In a suit O.XXIR.103 C.P.C. (before amendment) the Plaintiff must prove not only that he was in possession when he obstructed the defendant (auction purchaser) but he must also establish the right which he claims to the present possession of the property. If he succeeds in doing so, his dispossession during the pendency of the suit does not matter. If his right is proved, then the order of removal of Plaintiff s obstruction must be set aside and the status quo, as at the date of that order, must be restored, that is to say the plaintiff must be put back into possession (See AIR 1939 Bom. 508 and other cases). The obstructor has to begin and lead evidence to prove his right. The observation of our High Court that the auction purchaser cannot take advantage of the weaknesses of the claimant's case alone appears to be not a correct approach in proceedings under R.99.

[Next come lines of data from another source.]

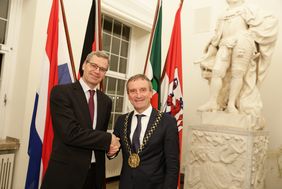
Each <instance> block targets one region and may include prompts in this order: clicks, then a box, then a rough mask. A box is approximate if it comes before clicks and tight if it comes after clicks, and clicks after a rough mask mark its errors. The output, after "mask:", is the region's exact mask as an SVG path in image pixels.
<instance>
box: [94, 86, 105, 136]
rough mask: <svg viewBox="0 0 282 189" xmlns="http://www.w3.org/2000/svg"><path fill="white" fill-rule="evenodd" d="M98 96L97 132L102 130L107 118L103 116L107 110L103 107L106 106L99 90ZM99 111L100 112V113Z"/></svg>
mask: <svg viewBox="0 0 282 189" xmlns="http://www.w3.org/2000/svg"><path fill="white" fill-rule="evenodd" d="M96 91H97V92H96V94H97V110H95V111H96V113H97V123H96V129H97V130H102V126H103V125H102V119H104V118H105V117H104V116H103V113H102V110H104V109H105V108H104V107H103V106H104V105H105V104H104V101H103V98H102V94H101V91H99V90H96ZM98 110H99V111H98ZM101 113H102V114H101Z"/></svg>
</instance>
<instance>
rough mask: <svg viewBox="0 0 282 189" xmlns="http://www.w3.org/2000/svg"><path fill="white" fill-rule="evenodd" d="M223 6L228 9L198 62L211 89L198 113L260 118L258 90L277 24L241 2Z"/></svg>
mask: <svg viewBox="0 0 282 189" xmlns="http://www.w3.org/2000/svg"><path fill="white" fill-rule="evenodd" d="M226 2H227V3H228V5H229V8H228V9H227V10H226V11H225V12H224V13H223V14H222V15H221V16H220V17H219V18H218V21H217V27H216V30H215V34H214V36H213V37H212V38H211V40H210V41H209V43H208V45H207V47H206V49H205V54H204V56H203V57H202V58H201V59H200V60H199V61H197V62H198V63H200V66H201V69H202V76H203V77H204V78H205V79H207V80H208V81H209V87H210V97H209V100H208V102H206V103H205V104H204V105H202V106H201V107H199V108H198V110H199V111H202V112H206V111H212V112H216V111H226V112H228V113H237V112H240V113H243V114H247V115H253V116H255V117H260V114H261V109H262V102H261V98H260V93H259V90H258V87H259V86H260V84H261V82H262V81H263V79H264V77H265V74H266V71H267V68H268V66H269V64H270V61H271V55H272V53H273V50H274V45H275V41H276V38H277V33H278V21H277V19H276V18H275V17H274V16H273V15H272V14H269V13H266V12H264V11H261V10H257V9H254V8H251V7H249V6H247V5H246V4H245V3H244V1H243V0H226Z"/></svg>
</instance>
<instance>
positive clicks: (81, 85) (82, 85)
mask: <svg viewBox="0 0 282 189" xmlns="http://www.w3.org/2000/svg"><path fill="white" fill-rule="evenodd" d="M79 83H80V85H81V87H82V89H83V91H84V93H87V92H88V91H89V90H94V91H95V92H96V89H97V87H95V88H94V89H91V88H90V87H89V86H88V85H87V84H86V83H85V82H84V80H83V79H82V78H80V79H79Z"/></svg>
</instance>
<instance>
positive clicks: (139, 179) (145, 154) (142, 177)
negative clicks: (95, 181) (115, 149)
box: [114, 74, 179, 189]
mask: <svg viewBox="0 0 282 189" xmlns="http://www.w3.org/2000/svg"><path fill="white" fill-rule="evenodd" d="M127 94H128V98H129V100H130V102H131V104H132V105H133V107H134V111H132V112H131V113H128V114H125V115H122V116H120V117H119V118H118V120H117V121H116V124H115V129H114V134H115V135H116V136H117V137H119V138H120V142H121V148H122V155H123V164H122V170H121V175H120V183H119V188H120V189H176V188H177V183H178V175H179V140H178V129H177V124H176V120H175V119H174V118H173V117H172V116H170V115H169V114H165V113H161V112H159V111H157V110H155V109H153V108H152V106H151V104H150V100H151V97H152V95H153V92H152V85H151V82H150V80H149V79H148V78H147V77H146V76H145V75H141V74H138V75H135V76H133V77H131V78H130V79H129V80H128V82H127Z"/></svg>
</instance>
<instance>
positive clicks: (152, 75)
mask: <svg viewBox="0 0 282 189" xmlns="http://www.w3.org/2000/svg"><path fill="white" fill-rule="evenodd" d="M153 31H154V33H153V41H152V45H151V52H150V59H149V64H147V67H146V70H145V75H146V76H147V77H148V78H149V79H150V80H151V82H152V86H153V97H152V99H151V104H152V106H153V107H154V108H155V109H157V110H159V109H160V102H161V101H160V95H161V83H160V81H161V69H162V58H161V57H162V53H161V52H162V3H161V5H160V7H159V8H158V16H157V22H156V25H155V29H154V30H153Z"/></svg>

The Applicant has to prove that he was in possession and was dispossessed in the course of delivery of possession to the decree holder or purchaser. The onus lies upon him to prove his right to possession and it is a serious irregularity to ask the decree holder or auction purchaser to begin (AIR 1931 Mad. 534).
It is submitted that even after amendment in 1976 there is no change of law regarding burden of proof in proceedings relating to obstruction to delivery of property and 1999 (1) KLT 278 places the auction purchasers at their peril.